Outdoor Bollard (Post) Lighting: LED vs. CFL

Low post, ground-mounted walkway lighting employing LED technology.

Synopsis:

Bollards provide localized lighting for pedestrians on walkways and other public walking areas, such as in parks and campuses. They also function as security lighting for the surrounding area. Conventional light sources used in bollards are high-pressure sodium, metal halide and compact fluorescent lights.
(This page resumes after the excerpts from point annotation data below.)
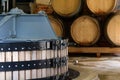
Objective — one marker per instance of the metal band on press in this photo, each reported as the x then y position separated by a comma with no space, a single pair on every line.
34,64
30,46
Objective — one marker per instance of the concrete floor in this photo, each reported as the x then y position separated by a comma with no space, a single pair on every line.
107,67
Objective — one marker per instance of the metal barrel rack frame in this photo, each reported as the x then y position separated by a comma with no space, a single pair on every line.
29,48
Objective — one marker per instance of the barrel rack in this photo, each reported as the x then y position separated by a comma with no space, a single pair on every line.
97,50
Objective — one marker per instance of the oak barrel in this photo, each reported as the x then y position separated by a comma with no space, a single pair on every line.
57,26
35,60
85,30
112,30
102,7
66,8
44,5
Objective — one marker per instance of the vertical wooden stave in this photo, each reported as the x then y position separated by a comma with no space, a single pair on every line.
28,58
39,71
15,59
52,56
8,59
44,58
34,72
2,59
48,56
22,72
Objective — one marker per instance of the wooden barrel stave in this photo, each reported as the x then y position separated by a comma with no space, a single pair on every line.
103,7
32,55
85,30
112,30
66,8
57,26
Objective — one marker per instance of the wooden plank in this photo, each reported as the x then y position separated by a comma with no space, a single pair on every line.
39,55
44,58
34,73
22,58
15,59
9,59
48,55
2,59
28,58
52,56
94,50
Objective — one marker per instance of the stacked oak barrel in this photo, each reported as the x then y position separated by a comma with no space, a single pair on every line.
84,22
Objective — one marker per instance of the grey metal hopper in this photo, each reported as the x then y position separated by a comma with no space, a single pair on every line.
18,26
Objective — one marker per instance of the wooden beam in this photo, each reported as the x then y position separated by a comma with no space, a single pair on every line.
94,50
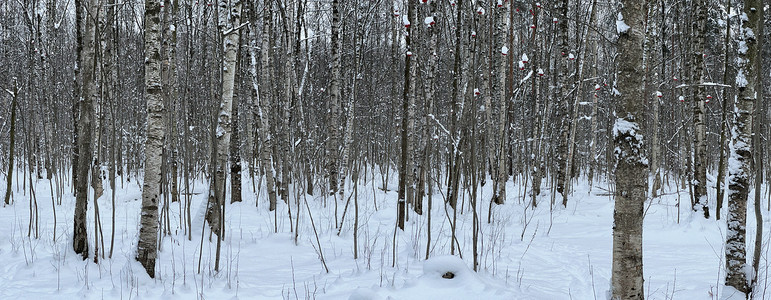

Bollards using LED light sources are becoming more widely available, providing equivalent lighting with significantly reduced energy consumption.

Outdoor lighting luminaires employing LED technology are widely available from a number of manufacturers. The U.S. Department of Energy (USDOE) is encouraging research, development and market penetration of the technology, and is providing resources for developing objective, updated information about the technology. Both the DOE LED Lighting Facts program and the Design Lights Consortium Qualified Products List have an LED bollard category.

Energy savings over traditional bollards may be significant — up to 30-75%, depending on design light levels, technology, and controls. LEDs are particularly well suited to operate with automatic controls such as occupancy sensors, which allow light output and power consumption to be reduced during periods of low occupancy. Lamp life could be significantly longer than other systems in use, making LED bollards especially good in hard-to-access locations. The white light is available in a range of color temperatures. Light distribution can be more precisely controlled -- often providing more uniformity -- than other technologies. Additionally, the USDOE predicts continued significant improvement in efficacy and decline in price for LED lighting.

Energy Savings: 40%
Energy Savings Rating: Limited Assessment  What's this?
LevelStatusDescription
1Concept not validatedClaims of energy savings may not be credible due to lack of documentation or validation by unbiased experts.
2Concept validated:An unbiased expert has validated efficiency concepts through technical review and calculations based on engineering principles.
3Limited assessmentAn unbiased expert has measured technology characteristics and factors of energy use through one or more tests in typical applications with a clear baseline.
4Extensive assessmentAdditional testing in relevant applications and environments has increased knowledge of performance across a broad range of products, applications, and system conditions.
5Comprehensive analysisResults of lab and field tests have been used to develop methods for reliable prediction of performance across the range of intended applications.
6Approved measureProtocols for technology application are established and approved.
Simple Payback, New Construction (years): 16.7   What's this?
Simple Payback, Retrofit (years): 50.7   What's this?

Simple Payback is one tool used to estimate the cost-effectiveness of a proposed investment, such as the investment in an energy efficient technology. Simple payback indicates how many years it will take for the initial investment to "pay itself back." The basic formula for calculating a simple payback is:

Simple Payback = Incremental First Cost / Annual Savings

The Incremental Cost is determined by subtracting the Baseline First Cost from the Measure First Cost.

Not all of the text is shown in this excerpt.